Go over the phase/stage plan and break it down into realistic weekly work plans.

6. Set daily pre-work meetings

To ensure the success of the pull planning method, collaboration needs to be carried through the project duration. Daily meetings at the start of each workday with foremen to go over the activities set for the day will be essential to keep tasks on track.

7. Organize weekly meetings

Moreover, hold meetings each week with foremen to review the activities for the wee and make adjustments accordingly.

8. Update the plan

Based on the decisions in the weekly meetings, adjust the overall schedule.

Key Takeaway

Ultimately, pull planning aims to reduce wasted resources, such as time and money, while also streamlining work. What’s more, when the pull planning method is used, payment and claims disputes take place less frequently.

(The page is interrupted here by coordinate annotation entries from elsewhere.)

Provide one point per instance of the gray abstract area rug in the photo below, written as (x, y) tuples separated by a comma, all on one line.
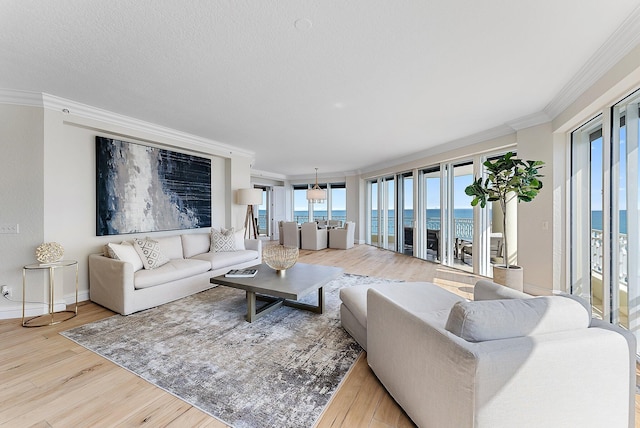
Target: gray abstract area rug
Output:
[(279, 371)]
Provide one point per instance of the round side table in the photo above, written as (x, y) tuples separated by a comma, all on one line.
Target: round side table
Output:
[(52, 317)]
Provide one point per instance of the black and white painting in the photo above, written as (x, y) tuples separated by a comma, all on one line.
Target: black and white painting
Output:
[(146, 189)]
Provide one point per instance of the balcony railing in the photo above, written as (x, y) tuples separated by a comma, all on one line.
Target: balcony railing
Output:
[(463, 227), (597, 259)]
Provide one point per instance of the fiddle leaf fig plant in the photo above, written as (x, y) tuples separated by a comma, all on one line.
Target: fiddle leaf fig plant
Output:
[(507, 177)]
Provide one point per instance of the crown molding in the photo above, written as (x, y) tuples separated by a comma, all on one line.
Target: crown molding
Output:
[(529, 121), (489, 134), (267, 174), (20, 98), (84, 111), (619, 44)]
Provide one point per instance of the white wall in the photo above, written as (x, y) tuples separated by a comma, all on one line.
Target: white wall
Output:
[(535, 218), (21, 196), (51, 164)]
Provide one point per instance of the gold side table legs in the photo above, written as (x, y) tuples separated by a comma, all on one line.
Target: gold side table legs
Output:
[(53, 317)]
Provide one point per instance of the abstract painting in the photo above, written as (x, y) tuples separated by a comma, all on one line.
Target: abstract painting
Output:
[(146, 189)]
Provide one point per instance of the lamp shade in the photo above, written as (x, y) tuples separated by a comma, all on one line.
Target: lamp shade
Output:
[(317, 195), (249, 196)]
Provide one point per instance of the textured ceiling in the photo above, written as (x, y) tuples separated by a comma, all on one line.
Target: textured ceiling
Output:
[(338, 85)]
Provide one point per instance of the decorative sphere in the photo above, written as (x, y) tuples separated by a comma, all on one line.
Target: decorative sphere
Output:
[(49, 252), (279, 257)]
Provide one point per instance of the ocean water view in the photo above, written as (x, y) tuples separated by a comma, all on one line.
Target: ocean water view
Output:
[(433, 217)]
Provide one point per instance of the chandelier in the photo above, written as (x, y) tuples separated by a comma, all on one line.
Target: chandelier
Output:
[(316, 195)]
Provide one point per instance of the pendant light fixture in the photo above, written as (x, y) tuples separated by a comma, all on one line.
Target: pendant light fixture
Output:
[(316, 195)]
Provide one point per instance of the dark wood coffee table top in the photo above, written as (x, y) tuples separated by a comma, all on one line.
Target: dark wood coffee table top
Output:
[(298, 281)]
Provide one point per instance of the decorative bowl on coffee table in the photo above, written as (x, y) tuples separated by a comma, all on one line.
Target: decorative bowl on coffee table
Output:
[(279, 257)]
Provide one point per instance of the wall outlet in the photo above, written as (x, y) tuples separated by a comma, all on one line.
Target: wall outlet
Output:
[(8, 229)]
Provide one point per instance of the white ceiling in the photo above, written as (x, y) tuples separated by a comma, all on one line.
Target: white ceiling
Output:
[(334, 84)]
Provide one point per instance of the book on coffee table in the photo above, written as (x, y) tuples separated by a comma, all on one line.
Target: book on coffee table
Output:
[(241, 273)]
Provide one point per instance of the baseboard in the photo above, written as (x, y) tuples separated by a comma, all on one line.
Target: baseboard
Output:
[(14, 310)]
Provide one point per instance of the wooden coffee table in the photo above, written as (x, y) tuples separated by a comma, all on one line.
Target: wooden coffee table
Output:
[(278, 290)]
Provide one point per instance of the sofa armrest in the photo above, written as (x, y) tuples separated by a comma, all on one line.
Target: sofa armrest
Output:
[(425, 368), (442, 380), (255, 245), (111, 283)]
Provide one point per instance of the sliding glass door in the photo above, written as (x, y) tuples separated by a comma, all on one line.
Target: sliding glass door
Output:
[(605, 214), (382, 213), (432, 209)]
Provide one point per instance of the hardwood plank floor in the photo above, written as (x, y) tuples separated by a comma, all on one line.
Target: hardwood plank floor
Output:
[(47, 380)]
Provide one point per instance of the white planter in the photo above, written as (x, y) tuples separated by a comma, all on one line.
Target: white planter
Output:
[(512, 277)]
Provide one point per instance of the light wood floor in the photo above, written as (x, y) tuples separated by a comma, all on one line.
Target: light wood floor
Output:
[(49, 381)]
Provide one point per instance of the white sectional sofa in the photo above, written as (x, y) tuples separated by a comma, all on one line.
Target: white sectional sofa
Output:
[(125, 286), (505, 359)]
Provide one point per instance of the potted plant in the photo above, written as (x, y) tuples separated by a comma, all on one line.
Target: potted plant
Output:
[(507, 177)]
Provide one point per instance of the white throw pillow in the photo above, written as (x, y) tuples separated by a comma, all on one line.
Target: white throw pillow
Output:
[(239, 240), (150, 253), (125, 252), (226, 240)]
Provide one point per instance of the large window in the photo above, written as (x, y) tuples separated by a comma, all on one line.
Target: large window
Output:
[(436, 221), (338, 198), (300, 204), (334, 208), (605, 194)]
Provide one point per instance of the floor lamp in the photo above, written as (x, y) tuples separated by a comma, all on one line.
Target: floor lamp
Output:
[(250, 197)]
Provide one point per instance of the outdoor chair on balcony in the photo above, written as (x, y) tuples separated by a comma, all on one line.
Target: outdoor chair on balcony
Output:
[(433, 244), (342, 238), (334, 223)]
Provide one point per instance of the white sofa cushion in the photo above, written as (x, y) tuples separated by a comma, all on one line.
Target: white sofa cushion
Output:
[(195, 243), (150, 253), (227, 259), (487, 290), (418, 297), (126, 253), (171, 246), (507, 318), (171, 271)]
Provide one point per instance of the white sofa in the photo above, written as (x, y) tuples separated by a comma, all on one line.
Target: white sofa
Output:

Every construction company would benefit from a world with fewer delays, delays, or disputes, and this scenario isn’t as far out of reach as some industry professionals might think. However, pull planning will only be successful with a high level of team collaboration and coordination from the jump.

Pull planning is a practical construction tool that has the potential to be a gamechanger in the industry’s production process. It provides an excellent alternative to the Critical Path Method to improve construction project efficiency, helping keep it on the right track and cut down unnecessary waste. Using pull planning with reliable construction scheduling software such as Pro Crew Schedule will help teams reap the technique’s benefits at its full potential.